Upset Hindus are urging Brooklyn (New York) headquartered Etsy for immediate withdrawal of “Kali Ma skirt”, carrying the image of Hindu deity Kali; calling it highly inappropriate.
Distinguished Hindu statesman Rajan Zed, in a statement in Nevada today, said that goddess Kali was highly revered in Hinduism and was meant to be worshipped in temples or home shrines and not to adorn one’s hips, groin, buttocks, genitals, waist, crotch, thighs, and pelvis for mercantile greed. Inappropriate usage of Hindu deities or concepts or symbols or icons for commercial or other agenda was not okay as it hurt the devotees.
Zed, who is President of Universal Society of Hinduism, also urged Etsy and its CEO Josh Silverman to offer a formal apology; besides withdrawing Kali Ma skirt.
Online marketplaces should not be in the business of religious appropriation, sacrilege, and ridiculing entire communities. It was deeply trivializing of the immensely venerated Hindu deity Kali to be displayed on a skirt, Rajan Zed emphasized.
Hinduism was the oldest and third largest religion of the world with about 1.2 billion adherents and a rich philosophical thought and it should not be taken frivolously. Symbols of any faith, larger or smaller, should not be mishandled; Zed noted.
Rajan Zed further said that such trivialization of Hindu deities was disturbing to the Hindus world over. Hindus were for free artistic expression and speech as much as anybody else if not more. But faith was something sacred and attempts at trivializing it were painful for the followers, Zed added.

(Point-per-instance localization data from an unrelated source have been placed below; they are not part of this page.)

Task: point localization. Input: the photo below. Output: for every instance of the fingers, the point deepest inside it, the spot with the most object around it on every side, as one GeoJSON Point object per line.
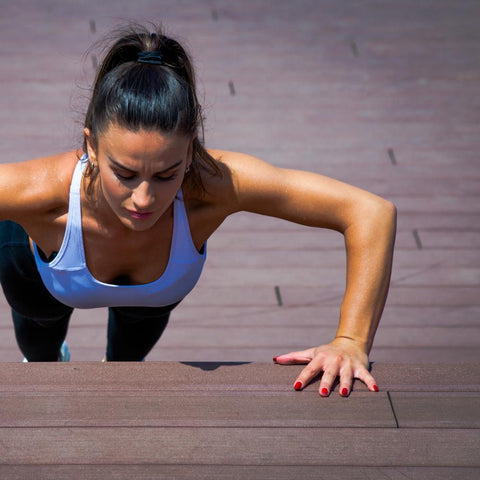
{"type": "Point", "coordinates": [309, 373]}
{"type": "Point", "coordinates": [295, 358]}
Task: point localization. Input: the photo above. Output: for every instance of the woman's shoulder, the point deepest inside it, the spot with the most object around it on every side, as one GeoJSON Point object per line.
{"type": "Point", "coordinates": [236, 173]}
{"type": "Point", "coordinates": [35, 186]}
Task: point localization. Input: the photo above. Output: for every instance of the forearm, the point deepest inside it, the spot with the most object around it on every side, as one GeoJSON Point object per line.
{"type": "Point", "coordinates": [369, 245]}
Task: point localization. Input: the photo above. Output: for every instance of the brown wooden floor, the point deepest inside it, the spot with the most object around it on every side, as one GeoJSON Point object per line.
{"type": "Point", "coordinates": [381, 94]}
{"type": "Point", "coordinates": [213, 420]}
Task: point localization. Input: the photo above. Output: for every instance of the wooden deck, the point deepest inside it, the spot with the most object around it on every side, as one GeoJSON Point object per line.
{"type": "Point", "coordinates": [235, 421]}
{"type": "Point", "coordinates": [381, 94]}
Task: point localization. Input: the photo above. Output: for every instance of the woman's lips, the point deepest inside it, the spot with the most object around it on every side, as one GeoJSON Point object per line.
{"type": "Point", "coordinates": [139, 215]}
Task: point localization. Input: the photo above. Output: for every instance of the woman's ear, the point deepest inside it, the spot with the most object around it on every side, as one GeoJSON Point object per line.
{"type": "Point", "coordinates": [92, 155]}
{"type": "Point", "coordinates": [191, 151]}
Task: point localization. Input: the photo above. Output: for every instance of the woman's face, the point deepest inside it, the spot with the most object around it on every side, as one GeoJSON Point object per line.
{"type": "Point", "coordinates": [139, 172]}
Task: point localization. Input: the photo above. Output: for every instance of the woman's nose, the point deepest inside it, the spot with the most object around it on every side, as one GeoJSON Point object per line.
{"type": "Point", "coordinates": [143, 196]}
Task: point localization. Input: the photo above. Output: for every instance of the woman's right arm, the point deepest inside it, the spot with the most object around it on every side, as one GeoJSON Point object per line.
{"type": "Point", "coordinates": [34, 186]}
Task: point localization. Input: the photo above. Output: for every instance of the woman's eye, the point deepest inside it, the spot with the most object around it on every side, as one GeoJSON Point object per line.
{"type": "Point", "coordinates": [166, 179]}
{"type": "Point", "coordinates": [124, 177]}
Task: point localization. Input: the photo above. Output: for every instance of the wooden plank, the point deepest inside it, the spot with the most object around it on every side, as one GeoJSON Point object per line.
{"type": "Point", "coordinates": [218, 376]}
{"type": "Point", "coordinates": [233, 472]}
{"type": "Point", "coordinates": [437, 410]}
{"type": "Point", "coordinates": [241, 446]}
{"type": "Point", "coordinates": [454, 377]}
{"type": "Point", "coordinates": [196, 408]}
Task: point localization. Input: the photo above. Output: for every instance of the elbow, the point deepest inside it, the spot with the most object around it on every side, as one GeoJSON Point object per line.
{"type": "Point", "coordinates": [387, 215]}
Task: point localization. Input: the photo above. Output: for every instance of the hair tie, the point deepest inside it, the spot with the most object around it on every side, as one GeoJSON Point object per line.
{"type": "Point", "coordinates": [150, 57]}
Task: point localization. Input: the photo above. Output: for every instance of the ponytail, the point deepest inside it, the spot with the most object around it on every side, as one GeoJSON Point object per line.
{"type": "Point", "coordinates": [146, 81]}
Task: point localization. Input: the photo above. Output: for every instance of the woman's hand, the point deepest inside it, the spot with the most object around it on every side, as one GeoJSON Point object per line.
{"type": "Point", "coordinates": [340, 358]}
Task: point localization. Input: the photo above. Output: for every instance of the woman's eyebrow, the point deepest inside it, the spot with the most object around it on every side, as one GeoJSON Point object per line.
{"type": "Point", "coordinates": [119, 165]}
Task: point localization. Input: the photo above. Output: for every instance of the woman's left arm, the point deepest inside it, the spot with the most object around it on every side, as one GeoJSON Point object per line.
{"type": "Point", "coordinates": [368, 224]}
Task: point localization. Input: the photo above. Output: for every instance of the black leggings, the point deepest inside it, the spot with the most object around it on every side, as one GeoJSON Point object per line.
{"type": "Point", "coordinates": [41, 321]}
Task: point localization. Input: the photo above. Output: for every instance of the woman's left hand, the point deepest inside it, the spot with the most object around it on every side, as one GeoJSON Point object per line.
{"type": "Point", "coordinates": [340, 358]}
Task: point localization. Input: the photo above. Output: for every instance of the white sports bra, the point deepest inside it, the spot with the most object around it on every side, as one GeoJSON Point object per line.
{"type": "Point", "coordinates": [68, 279]}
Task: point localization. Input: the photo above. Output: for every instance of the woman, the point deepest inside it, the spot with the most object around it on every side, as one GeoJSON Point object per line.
{"type": "Point", "coordinates": [124, 223]}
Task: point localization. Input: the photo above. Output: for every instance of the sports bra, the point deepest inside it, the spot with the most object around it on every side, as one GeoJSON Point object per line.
{"type": "Point", "coordinates": [68, 279]}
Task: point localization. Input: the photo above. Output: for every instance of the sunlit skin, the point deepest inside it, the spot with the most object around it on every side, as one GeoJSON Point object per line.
{"type": "Point", "coordinates": [139, 173]}
{"type": "Point", "coordinates": [127, 231]}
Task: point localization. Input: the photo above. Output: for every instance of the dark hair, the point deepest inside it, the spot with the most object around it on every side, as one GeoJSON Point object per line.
{"type": "Point", "coordinates": [152, 96]}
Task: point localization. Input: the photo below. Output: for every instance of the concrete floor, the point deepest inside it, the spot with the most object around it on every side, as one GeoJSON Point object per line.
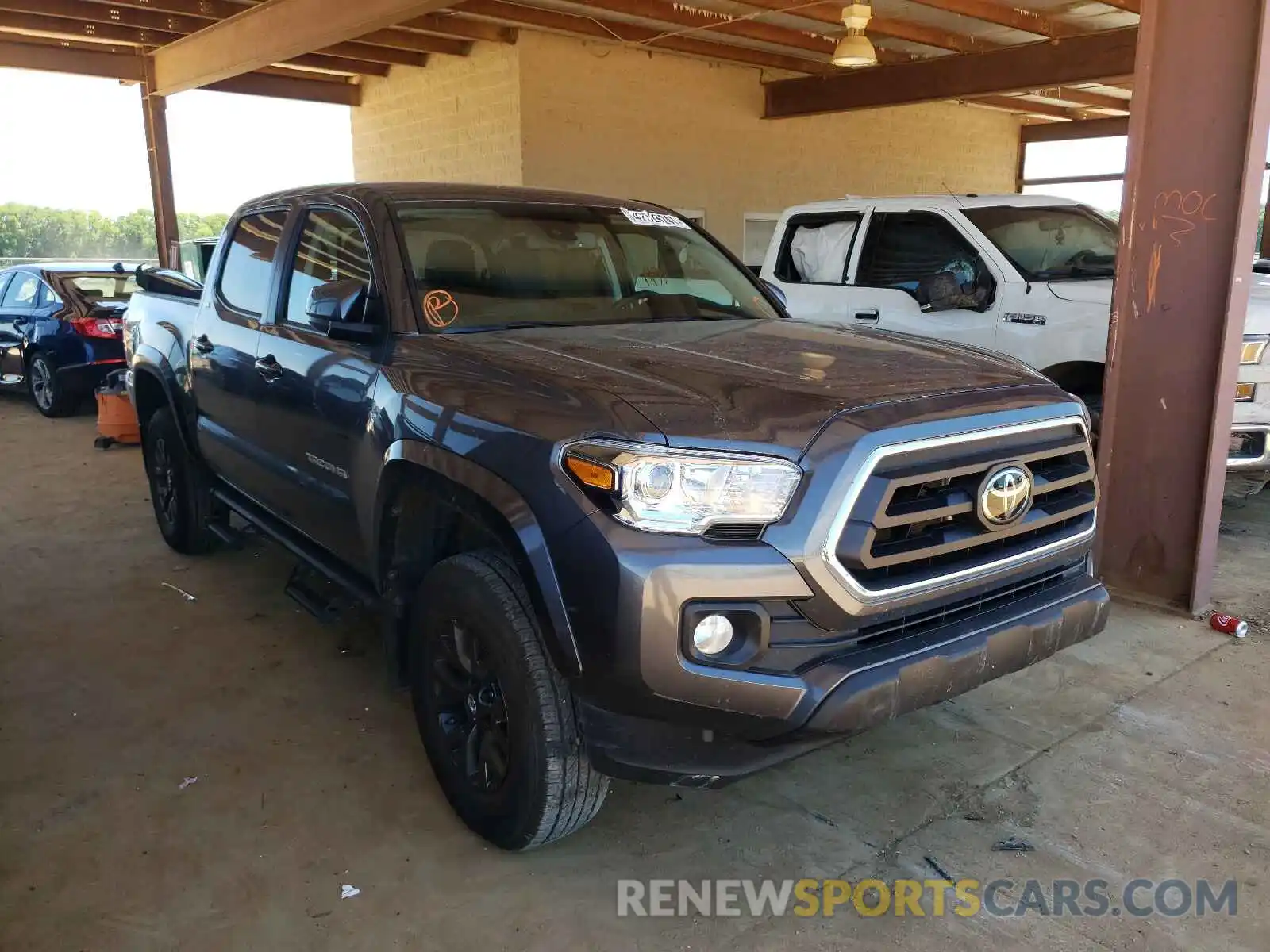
{"type": "Point", "coordinates": [1142, 753]}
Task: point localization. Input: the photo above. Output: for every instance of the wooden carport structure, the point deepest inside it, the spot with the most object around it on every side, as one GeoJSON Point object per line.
{"type": "Point", "coordinates": [1198, 130]}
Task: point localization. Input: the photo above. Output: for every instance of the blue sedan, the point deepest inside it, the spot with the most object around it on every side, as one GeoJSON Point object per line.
{"type": "Point", "coordinates": [61, 330]}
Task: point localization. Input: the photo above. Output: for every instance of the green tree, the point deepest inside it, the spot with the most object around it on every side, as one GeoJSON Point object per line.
{"type": "Point", "coordinates": [31, 232]}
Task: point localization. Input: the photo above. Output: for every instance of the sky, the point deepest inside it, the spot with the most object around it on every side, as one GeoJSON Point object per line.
{"type": "Point", "coordinates": [225, 148]}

In Hinduism, Goddess Kali, who personifies Sakti or divine energy, is considered the goddess of time and change. Some Bengali poets described her as supreme deity. There are about three million Hindus in the USA.

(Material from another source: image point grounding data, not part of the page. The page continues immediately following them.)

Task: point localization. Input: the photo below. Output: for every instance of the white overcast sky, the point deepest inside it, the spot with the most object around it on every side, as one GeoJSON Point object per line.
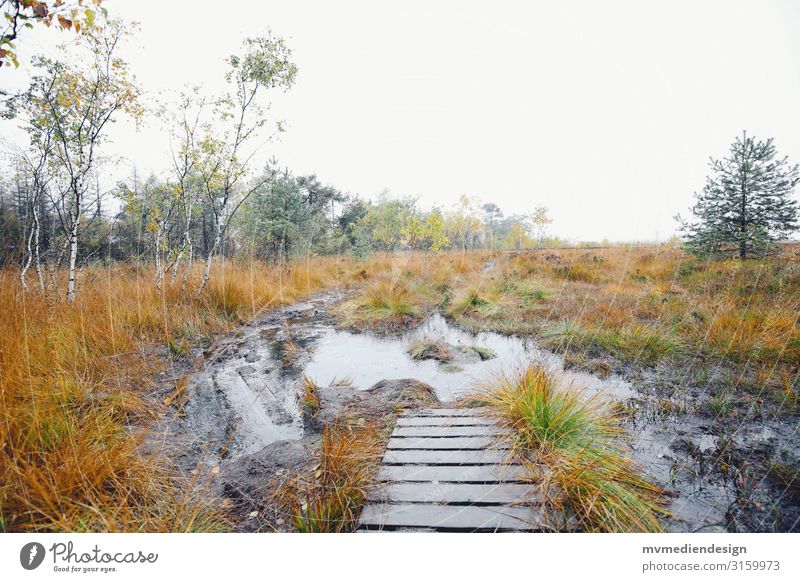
{"type": "Point", "coordinates": [605, 112]}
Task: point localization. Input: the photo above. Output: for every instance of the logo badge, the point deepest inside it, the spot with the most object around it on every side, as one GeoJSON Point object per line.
{"type": "Point", "coordinates": [31, 555]}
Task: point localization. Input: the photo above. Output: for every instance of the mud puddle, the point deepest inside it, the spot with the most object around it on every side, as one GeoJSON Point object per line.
{"type": "Point", "coordinates": [245, 403]}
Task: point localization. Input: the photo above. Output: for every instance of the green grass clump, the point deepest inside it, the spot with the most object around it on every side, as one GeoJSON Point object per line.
{"type": "Point", "coordinates": [637, 343]}
{"type": "Point", "coordinates": [483, 352]}
{"type": "Point", "coordinates": [577, 439]}
{"type": "Point", "coordinates": [426, 349]}
{"type": "Point", "coordinates": [385, 303]}
{"type": "Point", "coordinates": [476, 302]}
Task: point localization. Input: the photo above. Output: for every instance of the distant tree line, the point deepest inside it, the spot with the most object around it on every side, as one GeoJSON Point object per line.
{"type": "Point", "coordinates": [212, 201]}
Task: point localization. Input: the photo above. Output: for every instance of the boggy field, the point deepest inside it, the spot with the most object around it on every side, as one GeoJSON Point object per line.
{"type": "Point", "coordinates": [656, 391]}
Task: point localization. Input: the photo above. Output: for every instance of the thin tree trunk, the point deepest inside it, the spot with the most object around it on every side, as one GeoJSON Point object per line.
{"type": "Point", "coordinates": [37, 258]}
{"type": "Point", "coordinates": [73, 258]}
{"type": "Point", "coordinates": [210, 258]}
{"type": "Point", "coordinates": [159, 269]}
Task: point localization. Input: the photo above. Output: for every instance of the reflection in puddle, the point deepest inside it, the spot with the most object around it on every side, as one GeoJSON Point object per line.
{"type": "Point", "coordinates": [366, 359]}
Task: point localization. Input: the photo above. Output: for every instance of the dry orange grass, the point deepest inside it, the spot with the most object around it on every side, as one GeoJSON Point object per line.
{"type": "Point", "coordinates": [74, 382]}
{"type": "Point", "coordinates": [619, 298]}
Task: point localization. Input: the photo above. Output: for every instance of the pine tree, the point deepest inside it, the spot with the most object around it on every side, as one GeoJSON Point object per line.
{"type": "Point", "coordinates": [746, 205]}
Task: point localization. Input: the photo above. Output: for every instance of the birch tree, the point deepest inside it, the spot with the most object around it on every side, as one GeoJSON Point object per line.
{"type": "Point", "coordinates": [78, 103]}
{"type": "Point", "coordinates": [265, 64]}
{"type": "Point", "coordinates": [186, 126]}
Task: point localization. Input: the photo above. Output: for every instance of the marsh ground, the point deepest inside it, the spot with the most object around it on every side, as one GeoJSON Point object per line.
{"type": "Point", "coordinates": [707, 354]}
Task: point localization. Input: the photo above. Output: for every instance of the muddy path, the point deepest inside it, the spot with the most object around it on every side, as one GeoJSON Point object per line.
{"type": "Point", "coordinates": [241, 428]}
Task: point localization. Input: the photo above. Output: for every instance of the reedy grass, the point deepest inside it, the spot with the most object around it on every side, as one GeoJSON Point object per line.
{"type": "Point", "coordinates": [75, 384]}
{"type": "Point", "coordinates": [577, 439]}
{"type": "Point", "coordinates": [329, 497]}
{"type": "Point", "coordinates": [645, 305]}
{"type": "Point", "coordinates": [426, 349]}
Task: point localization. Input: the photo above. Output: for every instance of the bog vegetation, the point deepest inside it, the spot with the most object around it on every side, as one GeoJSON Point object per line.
{"type": "Point", "coordinates": [103, 286]}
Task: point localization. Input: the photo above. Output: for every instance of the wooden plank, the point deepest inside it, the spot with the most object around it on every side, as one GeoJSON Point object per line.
{"type": "Point", "coordinates": [459, 493]}
{"type": "Point", "coordinates": [445, 431]}
{"type": "Point", "coordinates": [441, 443]}
{"type": "Point", "coordinates": [445, 412]}
{"type": "Point", "coordinates": [444, 421]}
{"type": "Point", "coordinates": [484, 457]}
{"type": "Point", "coordinates": [452, 517]}
{"type": "Point", "coordinates": [453, 473]}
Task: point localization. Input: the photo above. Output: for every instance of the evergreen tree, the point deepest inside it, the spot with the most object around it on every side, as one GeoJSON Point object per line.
{"type": "Point", "coordinates": [746, 205]}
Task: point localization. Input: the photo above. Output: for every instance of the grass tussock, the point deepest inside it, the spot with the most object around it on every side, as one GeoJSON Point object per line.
{"type": "Point", "coordinates": [577, 439]}
{"type": "Point", "coordinates": [329, 499]}
{"type": "Point", "coordinates": [385, 303]}
{"type": "Point", "coordinates": [311, 401]}
{"type": "Point", "coordinates": [76, 382]}
{"type": "Point", "coordinates": [425, 349]}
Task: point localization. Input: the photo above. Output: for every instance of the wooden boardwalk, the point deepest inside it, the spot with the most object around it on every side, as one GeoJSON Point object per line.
{"type": "Point", "coordinates": [444, 470]}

Objectionable “Kali Ma skirt” at Etsy, priced at $47, was claimed to be printed and sewn by hand in Montreal (Canada) from a fabric made by a Montreal mill.

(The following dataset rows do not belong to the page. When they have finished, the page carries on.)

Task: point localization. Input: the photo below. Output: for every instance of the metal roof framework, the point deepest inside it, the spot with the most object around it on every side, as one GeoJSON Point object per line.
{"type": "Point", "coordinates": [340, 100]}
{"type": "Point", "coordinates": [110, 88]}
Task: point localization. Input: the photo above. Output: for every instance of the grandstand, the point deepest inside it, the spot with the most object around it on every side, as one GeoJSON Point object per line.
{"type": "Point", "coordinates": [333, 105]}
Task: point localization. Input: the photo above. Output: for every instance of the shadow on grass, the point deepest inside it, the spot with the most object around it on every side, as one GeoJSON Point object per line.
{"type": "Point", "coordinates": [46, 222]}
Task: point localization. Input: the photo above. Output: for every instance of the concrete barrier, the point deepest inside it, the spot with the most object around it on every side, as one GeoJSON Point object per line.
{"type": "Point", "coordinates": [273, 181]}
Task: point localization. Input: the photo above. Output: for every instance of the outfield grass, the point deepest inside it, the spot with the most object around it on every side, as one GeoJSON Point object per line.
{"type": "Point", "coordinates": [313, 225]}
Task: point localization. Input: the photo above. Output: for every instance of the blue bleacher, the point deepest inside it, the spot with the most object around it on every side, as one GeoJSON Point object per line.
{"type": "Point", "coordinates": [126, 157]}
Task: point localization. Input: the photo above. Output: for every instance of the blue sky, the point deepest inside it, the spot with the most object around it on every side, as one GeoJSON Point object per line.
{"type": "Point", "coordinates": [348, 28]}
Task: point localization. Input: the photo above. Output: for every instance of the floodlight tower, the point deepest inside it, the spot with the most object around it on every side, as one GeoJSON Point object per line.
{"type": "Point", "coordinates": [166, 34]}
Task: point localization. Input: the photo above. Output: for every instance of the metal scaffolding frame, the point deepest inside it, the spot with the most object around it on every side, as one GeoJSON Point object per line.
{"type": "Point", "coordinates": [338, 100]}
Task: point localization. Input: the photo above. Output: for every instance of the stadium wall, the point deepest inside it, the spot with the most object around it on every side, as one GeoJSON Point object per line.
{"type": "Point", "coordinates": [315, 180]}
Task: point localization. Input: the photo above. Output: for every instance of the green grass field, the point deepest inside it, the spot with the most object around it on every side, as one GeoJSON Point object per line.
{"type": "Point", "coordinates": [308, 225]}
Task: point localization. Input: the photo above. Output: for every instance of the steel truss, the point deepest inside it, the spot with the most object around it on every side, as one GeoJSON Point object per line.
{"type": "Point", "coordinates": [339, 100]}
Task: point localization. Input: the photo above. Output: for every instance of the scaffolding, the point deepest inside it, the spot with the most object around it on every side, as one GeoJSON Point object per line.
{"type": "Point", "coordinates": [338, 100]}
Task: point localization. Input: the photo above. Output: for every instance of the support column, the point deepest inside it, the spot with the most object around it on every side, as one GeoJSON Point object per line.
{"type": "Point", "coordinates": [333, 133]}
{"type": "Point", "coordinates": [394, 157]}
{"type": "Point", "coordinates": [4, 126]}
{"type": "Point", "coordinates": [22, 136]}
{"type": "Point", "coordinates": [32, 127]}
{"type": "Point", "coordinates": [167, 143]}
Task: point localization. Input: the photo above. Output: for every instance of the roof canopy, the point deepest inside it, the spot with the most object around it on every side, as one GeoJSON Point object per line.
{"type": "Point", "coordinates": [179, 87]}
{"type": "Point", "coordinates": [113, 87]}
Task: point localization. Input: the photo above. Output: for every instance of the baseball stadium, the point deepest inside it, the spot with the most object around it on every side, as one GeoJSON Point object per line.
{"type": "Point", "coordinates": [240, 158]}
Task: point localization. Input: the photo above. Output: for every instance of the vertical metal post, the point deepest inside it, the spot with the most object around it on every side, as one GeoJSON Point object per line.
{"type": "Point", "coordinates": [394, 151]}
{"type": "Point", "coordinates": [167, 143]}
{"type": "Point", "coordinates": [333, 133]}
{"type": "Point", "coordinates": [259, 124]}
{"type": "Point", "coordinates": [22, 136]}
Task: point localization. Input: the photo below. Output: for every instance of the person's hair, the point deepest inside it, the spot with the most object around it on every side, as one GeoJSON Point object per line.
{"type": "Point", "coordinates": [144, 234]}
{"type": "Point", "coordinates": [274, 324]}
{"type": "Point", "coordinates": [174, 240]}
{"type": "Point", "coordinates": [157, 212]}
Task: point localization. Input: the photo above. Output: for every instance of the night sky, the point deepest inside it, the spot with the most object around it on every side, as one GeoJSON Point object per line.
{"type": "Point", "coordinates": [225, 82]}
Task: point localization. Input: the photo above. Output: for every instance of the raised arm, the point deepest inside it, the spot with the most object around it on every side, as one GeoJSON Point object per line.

Etsy, founded 2005, which describes itself as a “global online marketplace”, is headquartered in Dumbo neighborhood of Brooklyn; with additional offices in Chicago, Ireland, United Kingdom, India, Mexico. With over 120 million items for sale, its mission includes “Keep Commerce Human”, and it claims to “foster a culture of ethics and accountability through: Thoughtful marketplace and corporate governance practices.”